既存の機能に関してもさまざまな変更が行われている。
JavaのコードからHTMLドキュメントを生成するJavadocは、HTML5に対応する。また、ついに検索機能が導入されることになった。
注意したいのは、内部APIのカプセル化である。外部での使用を想定していない内部APIでもこれまでは制限なく使用できたが、Java SE 9からは隠蔽され、デフォルトでは直接使用できなくなる。ただし、代替APIが提供されていないものに関しては当分使用できる見込みだ。
jarファイルの構造が拡張されることも大きい。これまでjarファイルは1つのバージョンにのみ対応していたが、複数のバージョンに対応するjarファイルを作成できるようになる。
その他には、アプレットが非推奨となるほか、ヒープダンプを解析するjhatツールなどが削除される。
リリースが待たれるJava SE 9だが、JDK 9に移行する際には互換性に注意しなければならない。バグの修正、セキュリティの改善、サポートするバージョンの変更など、さまざまな原因によりアプリケーションの非互換性が生じる可能性がある。

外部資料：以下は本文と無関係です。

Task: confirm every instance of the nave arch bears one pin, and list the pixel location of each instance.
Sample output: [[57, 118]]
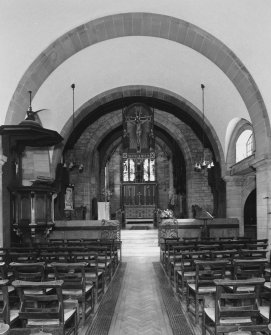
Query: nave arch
[[154, 25]]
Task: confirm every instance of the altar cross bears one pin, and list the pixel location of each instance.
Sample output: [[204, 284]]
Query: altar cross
[[139, 197]]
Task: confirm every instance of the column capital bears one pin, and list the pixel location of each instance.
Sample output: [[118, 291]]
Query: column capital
[[3, 160], [238, 180], [264, 162]]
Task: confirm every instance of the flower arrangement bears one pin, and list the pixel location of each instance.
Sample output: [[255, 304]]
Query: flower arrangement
[[166, 214], [107, 194]]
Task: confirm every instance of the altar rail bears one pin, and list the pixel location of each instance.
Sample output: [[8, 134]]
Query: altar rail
[[218, 227], [87, 229]]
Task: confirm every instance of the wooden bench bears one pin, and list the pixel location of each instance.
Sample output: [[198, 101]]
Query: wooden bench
[[235, 311], [75, 285], [206, 272], [45, 311], [8, 313]]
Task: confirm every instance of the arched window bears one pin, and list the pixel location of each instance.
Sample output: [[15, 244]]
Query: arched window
[[244, 145]]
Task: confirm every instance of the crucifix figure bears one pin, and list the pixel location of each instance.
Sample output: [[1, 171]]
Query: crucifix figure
[[139, 196], [138, 120]]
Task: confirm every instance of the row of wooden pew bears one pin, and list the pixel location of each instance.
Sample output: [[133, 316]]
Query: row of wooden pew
[[225, 285], [55, 285]]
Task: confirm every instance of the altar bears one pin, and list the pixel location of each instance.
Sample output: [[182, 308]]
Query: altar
[[138, 177], [104, 210]]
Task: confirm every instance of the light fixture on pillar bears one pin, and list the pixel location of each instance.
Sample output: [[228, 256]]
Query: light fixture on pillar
[[205, 160], [73, 164]]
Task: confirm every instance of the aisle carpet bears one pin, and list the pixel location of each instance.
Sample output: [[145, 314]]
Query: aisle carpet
[[139, 228], [173, 307], [103, 317]]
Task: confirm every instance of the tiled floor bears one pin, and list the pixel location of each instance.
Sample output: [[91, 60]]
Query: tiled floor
[[140, 309]]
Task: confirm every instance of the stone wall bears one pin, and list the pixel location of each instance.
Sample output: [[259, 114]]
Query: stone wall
[[89, 183]]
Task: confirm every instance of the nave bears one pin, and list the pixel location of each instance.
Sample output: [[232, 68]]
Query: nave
[[146, 303]]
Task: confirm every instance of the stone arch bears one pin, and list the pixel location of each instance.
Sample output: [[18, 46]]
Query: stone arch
[[240, 126], [142, 91], [153, 25]]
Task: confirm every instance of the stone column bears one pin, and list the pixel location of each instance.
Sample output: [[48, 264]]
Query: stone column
[[3, 160], [234, 185], [263, 189]]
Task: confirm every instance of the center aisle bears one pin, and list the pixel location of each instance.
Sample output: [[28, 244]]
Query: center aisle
[[140, 309]]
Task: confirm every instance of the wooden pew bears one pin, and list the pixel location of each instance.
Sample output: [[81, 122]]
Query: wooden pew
[[75, 285], [235, 311], [8, 314], [206, 272], [48, 311]]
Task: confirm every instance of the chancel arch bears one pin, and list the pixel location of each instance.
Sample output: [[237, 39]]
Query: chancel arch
[[153, 25], [174, 129]]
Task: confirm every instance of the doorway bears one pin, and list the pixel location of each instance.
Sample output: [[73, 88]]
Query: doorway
[[250, 216]]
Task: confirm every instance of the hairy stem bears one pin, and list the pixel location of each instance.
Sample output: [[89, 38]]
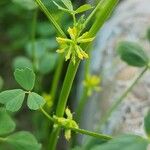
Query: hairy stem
[[72, 69], [56, 78], [81, 104], [50, 17], [121, 98]]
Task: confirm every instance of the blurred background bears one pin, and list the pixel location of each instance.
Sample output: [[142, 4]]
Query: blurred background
[[23, 27]]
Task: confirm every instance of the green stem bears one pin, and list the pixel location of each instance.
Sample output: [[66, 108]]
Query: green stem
[[78, 130], [50, 17], [93, 134], [56, 78], [93, 13], [121, 98], [74, 19], [34, 22], [69, 78], [2, 139]]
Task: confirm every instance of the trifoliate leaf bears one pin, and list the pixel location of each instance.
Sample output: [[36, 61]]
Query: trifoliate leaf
[[83, 8], [27, 4], [125, 142], [132, 54], [68, 4], [22, 62], [7, 125], [25, 78], [47, 62], [35, 101], [62, 8], [23, 141], [12, 99], [147, 124]]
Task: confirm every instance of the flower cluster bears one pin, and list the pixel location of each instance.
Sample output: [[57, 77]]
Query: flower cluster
[[66, 122], [92, 84], [71, 46]]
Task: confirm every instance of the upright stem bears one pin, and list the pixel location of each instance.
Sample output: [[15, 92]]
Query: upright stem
[[70, 75], [72, 69], [121, 98], [34, 22], [50, 17], [2, 139], [81, 131], [81, 105], [56, 78]]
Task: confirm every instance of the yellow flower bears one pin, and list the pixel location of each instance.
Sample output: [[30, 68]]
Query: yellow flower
[[92, 84], [71, 47], [66, 122]]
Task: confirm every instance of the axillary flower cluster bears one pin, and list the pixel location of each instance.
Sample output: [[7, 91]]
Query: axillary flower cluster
[[71, 46]]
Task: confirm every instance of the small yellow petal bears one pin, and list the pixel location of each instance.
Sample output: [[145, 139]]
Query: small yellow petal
[[73, 59], [61, 40], [60, 50], [84, 35], [85, 40], [79, 52], [72, 32], [84, 54], [68, 54]]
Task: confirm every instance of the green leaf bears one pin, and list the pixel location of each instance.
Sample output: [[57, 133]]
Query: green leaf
[[27, 4], [25, 78], [148, 34], [47, 63], [7, 125], [12, 99], [23, 141], [84, 8], [68, 4], [125, 142], [22, 62], [62, 8], [147, 124], [35, 101], [1, 82], [132, 54]]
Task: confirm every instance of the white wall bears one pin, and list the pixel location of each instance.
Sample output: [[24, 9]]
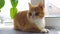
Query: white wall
[[50, 20]]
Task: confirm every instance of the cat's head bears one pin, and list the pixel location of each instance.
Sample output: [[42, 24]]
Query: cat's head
[[36, 11]]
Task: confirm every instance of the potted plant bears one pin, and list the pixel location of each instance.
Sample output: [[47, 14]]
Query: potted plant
[[13, 10], [2, 2]]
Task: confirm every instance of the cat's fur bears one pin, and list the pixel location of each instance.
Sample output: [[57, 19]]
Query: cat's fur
[[31, 20]]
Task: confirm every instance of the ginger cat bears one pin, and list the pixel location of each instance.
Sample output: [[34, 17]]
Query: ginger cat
[[31, 20]]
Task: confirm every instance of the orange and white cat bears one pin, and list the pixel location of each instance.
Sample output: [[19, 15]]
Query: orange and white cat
[[31, 20]]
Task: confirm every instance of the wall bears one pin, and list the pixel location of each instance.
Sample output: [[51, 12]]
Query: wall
[[52, 21]]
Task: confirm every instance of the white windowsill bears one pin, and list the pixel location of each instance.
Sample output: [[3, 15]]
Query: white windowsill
[[52, 16]]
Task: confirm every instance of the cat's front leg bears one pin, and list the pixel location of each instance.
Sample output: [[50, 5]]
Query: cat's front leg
[[44, 30]]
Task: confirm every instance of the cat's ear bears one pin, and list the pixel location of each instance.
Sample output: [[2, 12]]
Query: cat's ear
[[41, 4], [30, 6]]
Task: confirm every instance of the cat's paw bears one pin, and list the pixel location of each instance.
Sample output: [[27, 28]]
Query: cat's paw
[[44, 30]]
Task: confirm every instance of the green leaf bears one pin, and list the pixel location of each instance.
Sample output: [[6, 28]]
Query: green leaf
[[13, 12], [2, 2], [14, 3]]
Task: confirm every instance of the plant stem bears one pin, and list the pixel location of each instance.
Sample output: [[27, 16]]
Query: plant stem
[[0, 10]]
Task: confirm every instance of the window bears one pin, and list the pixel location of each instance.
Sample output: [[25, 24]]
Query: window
[[5, 11]]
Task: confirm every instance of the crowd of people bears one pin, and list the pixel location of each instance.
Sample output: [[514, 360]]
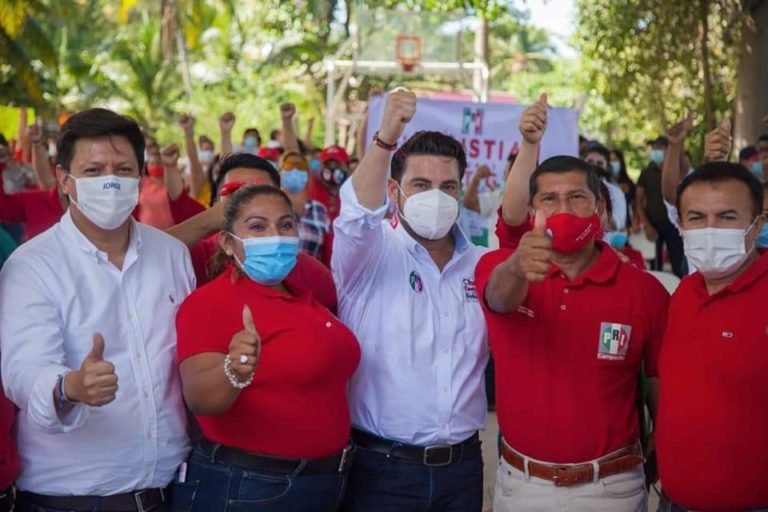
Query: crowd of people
[[270, 326]]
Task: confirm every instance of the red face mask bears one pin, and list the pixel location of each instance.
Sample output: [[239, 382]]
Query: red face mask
[[570, 233], [155, 170]]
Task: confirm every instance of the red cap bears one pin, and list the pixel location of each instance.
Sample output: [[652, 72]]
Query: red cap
[[269, 153], [337, 153]]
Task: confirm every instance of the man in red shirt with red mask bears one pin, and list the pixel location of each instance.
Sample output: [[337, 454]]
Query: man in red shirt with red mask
[[571, 326]]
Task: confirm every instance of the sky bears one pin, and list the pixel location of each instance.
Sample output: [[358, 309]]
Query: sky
[[556, 16]]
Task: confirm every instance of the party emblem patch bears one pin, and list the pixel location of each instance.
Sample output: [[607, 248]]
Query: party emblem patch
[[614, 341]]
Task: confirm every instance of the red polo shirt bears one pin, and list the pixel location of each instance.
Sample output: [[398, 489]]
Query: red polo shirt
[[9, 457], [567, 360], [297, 404], [308, 274], [712, 431]]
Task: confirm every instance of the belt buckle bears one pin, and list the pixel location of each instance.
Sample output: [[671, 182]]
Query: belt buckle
[[347, 456], [429, 449]]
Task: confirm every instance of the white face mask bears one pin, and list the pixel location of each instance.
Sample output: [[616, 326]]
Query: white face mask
[[430, 214], [717, 252], [107, 201]]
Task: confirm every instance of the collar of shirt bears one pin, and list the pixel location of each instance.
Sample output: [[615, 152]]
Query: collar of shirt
[[601, 271], [81, 241]]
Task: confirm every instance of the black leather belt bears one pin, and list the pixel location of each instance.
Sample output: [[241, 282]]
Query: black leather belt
[[436, 455], [140, 501], [337, 463]]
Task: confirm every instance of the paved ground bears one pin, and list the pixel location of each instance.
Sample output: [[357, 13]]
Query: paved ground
[[491, 459]]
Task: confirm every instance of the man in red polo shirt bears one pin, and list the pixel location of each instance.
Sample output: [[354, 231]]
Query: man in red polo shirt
[[570, 326], [713, 411]]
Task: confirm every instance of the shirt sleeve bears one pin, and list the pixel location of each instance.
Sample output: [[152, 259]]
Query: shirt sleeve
[[657, 301], [358, 241], [32, 347], [509, 236]]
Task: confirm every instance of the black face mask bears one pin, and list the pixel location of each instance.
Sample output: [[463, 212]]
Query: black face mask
[[334, 177]]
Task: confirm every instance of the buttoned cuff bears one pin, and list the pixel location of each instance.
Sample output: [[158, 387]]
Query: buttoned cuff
[[41, 407], [353, 211]]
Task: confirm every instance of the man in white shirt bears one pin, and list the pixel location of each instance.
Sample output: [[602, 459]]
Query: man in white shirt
[[408, 293], [88, 336]]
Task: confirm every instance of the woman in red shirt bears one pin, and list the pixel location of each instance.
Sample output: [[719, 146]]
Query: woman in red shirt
[[267, 380]]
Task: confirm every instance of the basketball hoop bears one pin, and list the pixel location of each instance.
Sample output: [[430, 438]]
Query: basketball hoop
[[408, 52]]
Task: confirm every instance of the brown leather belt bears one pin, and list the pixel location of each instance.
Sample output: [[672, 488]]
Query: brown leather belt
[[140, 501], [568, 475]]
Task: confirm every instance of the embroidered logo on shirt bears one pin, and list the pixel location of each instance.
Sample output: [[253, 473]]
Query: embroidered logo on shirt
[[614, 341], [415, 280], [470, 291]]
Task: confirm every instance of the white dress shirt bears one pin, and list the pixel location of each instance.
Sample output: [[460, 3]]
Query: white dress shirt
[[56, 291], [422, 331]]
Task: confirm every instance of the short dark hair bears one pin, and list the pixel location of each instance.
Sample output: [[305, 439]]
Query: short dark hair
[[717, 172], [97, 122], [427, 142], [560, 165], [237, 199], [247, 161]]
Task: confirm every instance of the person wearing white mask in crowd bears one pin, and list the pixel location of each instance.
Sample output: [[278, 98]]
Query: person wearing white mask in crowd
[[88, 337], [407, 291], [710, 436]]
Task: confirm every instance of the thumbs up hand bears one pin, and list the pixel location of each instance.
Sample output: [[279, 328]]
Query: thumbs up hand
[[533, 122], [95, 383], [245, 347], [717, 143], [534, 254]]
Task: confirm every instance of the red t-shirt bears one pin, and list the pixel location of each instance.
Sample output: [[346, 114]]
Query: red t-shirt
[[568, 359], [41, 209], [9, 457], [712, 429], [297, 404], [308, 274]]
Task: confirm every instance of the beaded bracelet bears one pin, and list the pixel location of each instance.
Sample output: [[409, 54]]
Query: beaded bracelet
[[231, 376]]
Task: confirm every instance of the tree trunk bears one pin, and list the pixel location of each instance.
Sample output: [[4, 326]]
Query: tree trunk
[[752, 90]]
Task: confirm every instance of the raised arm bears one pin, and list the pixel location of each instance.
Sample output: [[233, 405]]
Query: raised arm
[[290, 139], [40, 164], [508, 285], [370, 178], [533, 124], [671, 169], [226, 122], [196, 174]]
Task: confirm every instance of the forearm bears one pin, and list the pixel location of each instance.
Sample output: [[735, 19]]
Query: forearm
[[42, 167], [290, 139], [506, 289], [208, 391], [192, 230], [671, 172], [370, 178], [514, 205], [471, 200], [196, 174]]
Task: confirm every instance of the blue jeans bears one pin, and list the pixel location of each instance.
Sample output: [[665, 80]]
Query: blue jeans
[[378, 483], [214, 486]]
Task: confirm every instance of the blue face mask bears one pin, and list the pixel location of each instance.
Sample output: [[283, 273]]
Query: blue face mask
[[294, 180], [617, 239], [762, 238], [269, 259], [657, 156]]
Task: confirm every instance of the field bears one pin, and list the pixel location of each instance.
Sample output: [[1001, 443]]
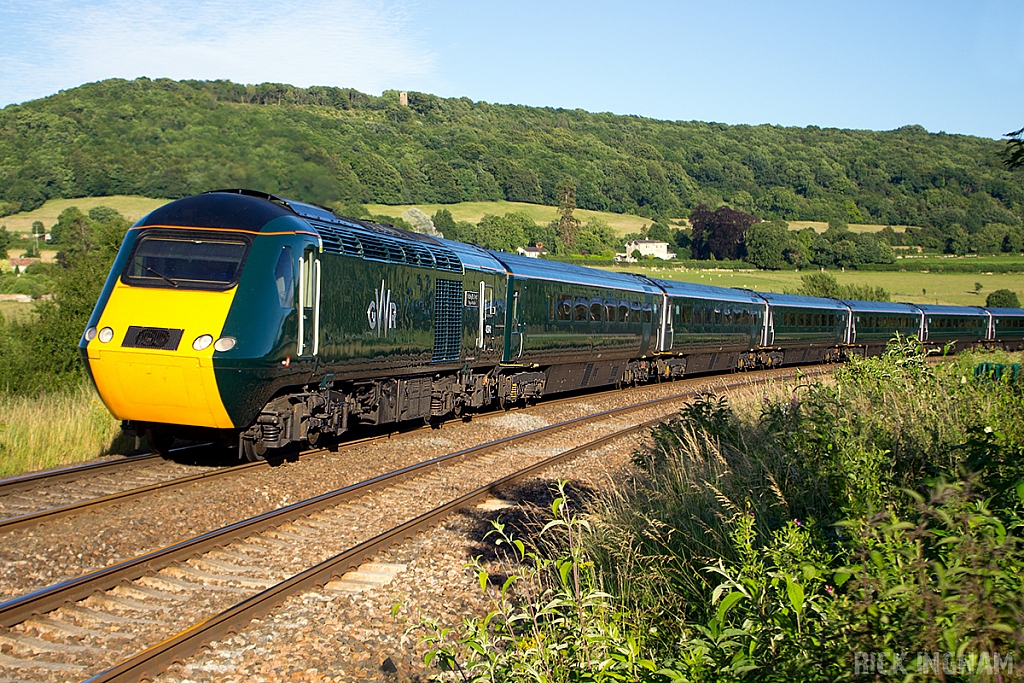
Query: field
[[945, 288], [131, 208], [474, 211], [821, 226]]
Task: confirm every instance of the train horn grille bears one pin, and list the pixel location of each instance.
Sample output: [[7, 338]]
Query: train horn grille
[[164, 339]]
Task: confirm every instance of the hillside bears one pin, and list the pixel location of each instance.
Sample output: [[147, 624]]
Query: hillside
[[332, 145]]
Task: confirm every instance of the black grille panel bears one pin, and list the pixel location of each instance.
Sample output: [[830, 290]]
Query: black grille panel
[[161, 338], [448, 319]]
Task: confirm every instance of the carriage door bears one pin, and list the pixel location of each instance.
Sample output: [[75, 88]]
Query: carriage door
[[668, 308], [309, 280], [516, 337], [483, 298]]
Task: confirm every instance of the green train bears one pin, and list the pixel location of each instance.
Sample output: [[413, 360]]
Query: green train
[[262, 323]]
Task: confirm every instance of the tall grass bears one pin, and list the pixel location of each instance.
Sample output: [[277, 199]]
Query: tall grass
[[870, 527], [55, 428]]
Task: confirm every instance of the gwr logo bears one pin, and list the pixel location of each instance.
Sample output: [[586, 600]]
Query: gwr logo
[[381, 312]]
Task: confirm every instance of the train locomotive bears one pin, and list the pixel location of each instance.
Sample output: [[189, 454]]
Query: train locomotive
[[263, 322]]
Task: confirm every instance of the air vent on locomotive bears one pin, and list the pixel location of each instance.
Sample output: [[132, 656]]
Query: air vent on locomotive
[[158, 338]]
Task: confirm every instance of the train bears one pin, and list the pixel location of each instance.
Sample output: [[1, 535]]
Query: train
[[264, 324]]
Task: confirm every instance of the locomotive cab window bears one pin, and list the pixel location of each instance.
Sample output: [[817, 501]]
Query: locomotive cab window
[[284, 275], [174, 259]]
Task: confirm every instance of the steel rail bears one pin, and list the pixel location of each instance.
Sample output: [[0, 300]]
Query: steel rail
[[46, 599], [72, 473], [150, 663], [33, 479]]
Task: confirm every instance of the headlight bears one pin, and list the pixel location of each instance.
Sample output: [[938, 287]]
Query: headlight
[[224, 344]]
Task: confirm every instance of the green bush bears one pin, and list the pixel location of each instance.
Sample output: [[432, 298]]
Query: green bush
[[854, 528]]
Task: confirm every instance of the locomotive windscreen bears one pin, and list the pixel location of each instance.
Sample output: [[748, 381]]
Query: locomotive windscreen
[[186, 260]]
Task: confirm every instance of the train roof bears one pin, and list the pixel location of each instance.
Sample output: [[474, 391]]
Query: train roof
[[936, 309], [882, 306], [678, 289], [474, 257], [1013, 312], [798, 301], [539, 268]]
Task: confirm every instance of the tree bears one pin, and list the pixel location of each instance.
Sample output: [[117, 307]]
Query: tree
[[380, 178], [567, 226], [443, 221], [5, 241], [421, 222], [1013, 155], [1003, 299], [766, 244], [720, 232]]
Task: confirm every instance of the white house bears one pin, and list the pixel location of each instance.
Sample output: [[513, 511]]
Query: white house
[[651, 248]]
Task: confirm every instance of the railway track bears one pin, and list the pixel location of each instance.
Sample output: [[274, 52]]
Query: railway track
[[192, 592], [42, 497]]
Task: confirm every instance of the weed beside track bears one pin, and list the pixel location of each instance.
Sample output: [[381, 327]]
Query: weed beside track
[[870, 525]]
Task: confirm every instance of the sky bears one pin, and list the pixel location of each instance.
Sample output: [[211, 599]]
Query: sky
[[952, 67]]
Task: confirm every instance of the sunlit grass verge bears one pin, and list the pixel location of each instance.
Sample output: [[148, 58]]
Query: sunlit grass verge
[[870, 527], [56, 428]]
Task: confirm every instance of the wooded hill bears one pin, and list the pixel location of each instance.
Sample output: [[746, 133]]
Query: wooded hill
[[338, 146]]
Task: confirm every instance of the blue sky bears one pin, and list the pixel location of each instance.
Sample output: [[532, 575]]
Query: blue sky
[[953, 67]]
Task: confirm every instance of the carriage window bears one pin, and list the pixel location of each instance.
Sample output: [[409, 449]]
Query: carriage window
[[582, 312], [564, 308]]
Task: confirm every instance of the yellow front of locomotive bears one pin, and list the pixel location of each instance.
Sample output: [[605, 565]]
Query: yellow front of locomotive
[[160, 321], [151, 343]]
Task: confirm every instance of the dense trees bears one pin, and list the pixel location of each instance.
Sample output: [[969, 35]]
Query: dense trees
[[336, 145], [1003, 299]]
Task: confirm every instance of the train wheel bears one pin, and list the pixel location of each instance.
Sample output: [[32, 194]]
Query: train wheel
[[253, 452], [160, 440]]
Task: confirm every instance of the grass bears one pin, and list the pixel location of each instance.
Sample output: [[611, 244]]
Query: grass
[[474, 211], [879, 512], [15, 311], [56, 429], [131, 208], [943, 288]]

Java SE 9では内部APIのカプセル化に伴い、sun.misc.*とsun.reflect.*の大部分が直接使用できなくなる。対策としては、jdepsツールでクラスの依存関係を調べ、該当箇所を修正する。どうしても使用したい場合は、実行時のコマンドラインでフラグを指定することで暫定的に対処する。
モジュール化の導入により、JREのディレクトリやファイルの構造が変更され、ランタイムコアファイル(rt.jar)が削除されることにも注意が必要だ。例えば、ファイル名やファイル名の内部構造、インストールフォルダなどに依存するコードは修正して対処しなければならない。
コンパイルに関しても新しく「one plus three back」というポリシーが導入され、対応可能なバージョンが制限される。現バージョンと3つ前までという意味だ。すなわち、JDK 9では6、7、8、9までがコンパイル可能で、5には対応していない。
また、JDK 7と8には付属していたJava DBが非搭載となる。JDK 9では別途Apacheのサイトから入手する必要がある。
Java SE 9ではアプレットが非推奨となるため、JDK/JRE 9環境でアプレットを実行すると「プラグインが非推奨」というメッセージが表示される。